What is Pre-Market? What is After-Hours?
Pre-market trading happens before the official open, letting traders react to overnight news. After-hours occurs right after close, capturing post-market announcements. Both use electronic networks (ECNs), such as NYSE Arca, Instinet, Bloomberg Tradebook.
How It Works
Orders route through ECNs matching buyers/sellers. Generally, these orders are limit orders (no market orders in most cases). Volume is typically lower than normal trading hours, so expect prices to swing more. Pre-market and after-hours trading can carry forward to the next regular trading session.
What Are the Pre-Market Hours?
Typically 4:00 a.m. to 9:30 a.m. ET – some brokers start earlier (e.g. 2:30 a.m.), others limit to 8:00 a.m. It’s crucial to know if your brokerage offers these services.
What Are the After-Market Hours?
Usually 4:00 p.m. to 8:00 p.m. ET. Again, this varies by broker and it’s best to check if your own broker offers this service.
Why Do Investors Engage in Pre-Market and After-Market Hours?
React instantly to earnings, news, and economic data.
Position ahead of regular open gaps.
Flexibility for global and time-zone traders.
Trade before other traders without pre-market trading.
What Are the Risks of Pre-Market and After-Hours Trading?
Low Liquidity – Wide spreads, hard fills, slippage.

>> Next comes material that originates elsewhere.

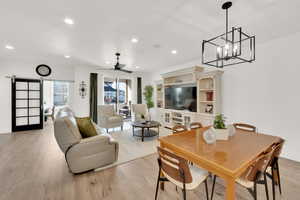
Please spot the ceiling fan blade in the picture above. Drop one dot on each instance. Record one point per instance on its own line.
(121, 66)
(124, 70)
(105, 69)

High Volatility – Bigger swings from thin volume.
Institution Focus – Pros and institutions dominate during those times.
Price Gaps – Extended moves may reverse at open.

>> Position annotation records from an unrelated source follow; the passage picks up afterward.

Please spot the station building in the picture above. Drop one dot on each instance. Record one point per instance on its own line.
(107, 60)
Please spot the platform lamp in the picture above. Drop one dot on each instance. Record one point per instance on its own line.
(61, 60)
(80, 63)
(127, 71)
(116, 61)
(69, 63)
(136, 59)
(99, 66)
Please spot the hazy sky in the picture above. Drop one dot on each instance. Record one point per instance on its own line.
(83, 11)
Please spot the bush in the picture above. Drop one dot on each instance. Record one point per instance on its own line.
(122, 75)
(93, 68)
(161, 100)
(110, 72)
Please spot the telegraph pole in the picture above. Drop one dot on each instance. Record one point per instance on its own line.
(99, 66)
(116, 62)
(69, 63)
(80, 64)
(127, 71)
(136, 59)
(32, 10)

Limited Stocks/Orders – Not all order types available and mostly limits.
How to Trade Pre-Market and After-Hours?
Many brokers (Robinhood, Schwab, Fidelity, Interactive Brokers) offer extended market trading. Users would have to enable in settings and execute trades using limit orders. It’s generally not recommended for beginners due to risks and volatility.
Whilst extended trading hours give traders an extra window to get ahead of the market, Equity Perps allow users to trade stocks 24/7 even when markets are closed. On crypto platforms like BitMEX, trade stock perpetuals 24/7 with up to 20x leverage. Learn more here.
FAQs
How to trade before and after hours?
You’d first need to enable extended hours in your brokerage app and place limit orders during sessions. It’s important to know if your broker offers these services. Alternatively, you may trade Equity Perps which runs 24/7 even when markets are closed.

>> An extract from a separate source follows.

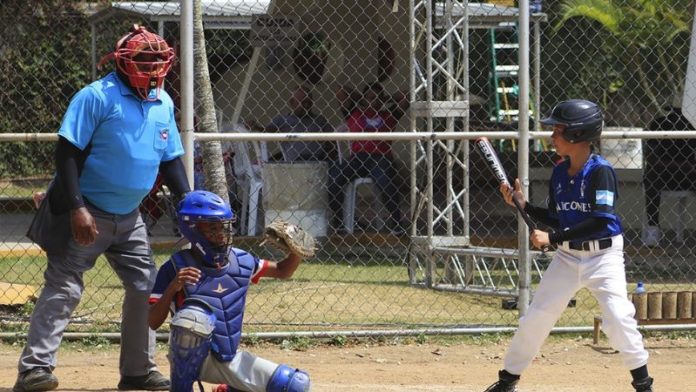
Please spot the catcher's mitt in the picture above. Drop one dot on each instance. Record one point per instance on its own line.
(289, 238)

Is after-hours trading the same as pre-market?
No. Whilst both of them allow users to trade outside of regular market hours, they have different extended hours and intent when it comes to trading. For example, pre-market before market opens, allowing users to react to overnight news. Whilst after-hours operates post-close, allowing users to react to day’s end and earnings that occur afterwards.
What is the 10am rule in stocks?
This is an informal guideline for traders to wait until ~10 a.m. ET before placing major trades. This is because the first hour of the market is quite volatile and the market often sets daily direction by then.
What is the 3-5-7 rule in trading?
This is a fundamental risk management rule used to enforce discipline and effectively control risk. The rule has three components:
Risk no more than 3% capital per trade
No more than 5% of account value in open trades (e.g. if you have a $100,000 portfolio, your open trade positions must not exceed $5,000 in value)
Aim for winning trades that have a 7:1 reward ratio ($7 profit for every $1 dollar) or yield a profit of 7% ROI: This sets a target for potential profits to ensure that your winning trades significantly outweigh your losses.
By adhering to this rule, traders control losses, avoid overtrading, and maintain a consistent capital ratio.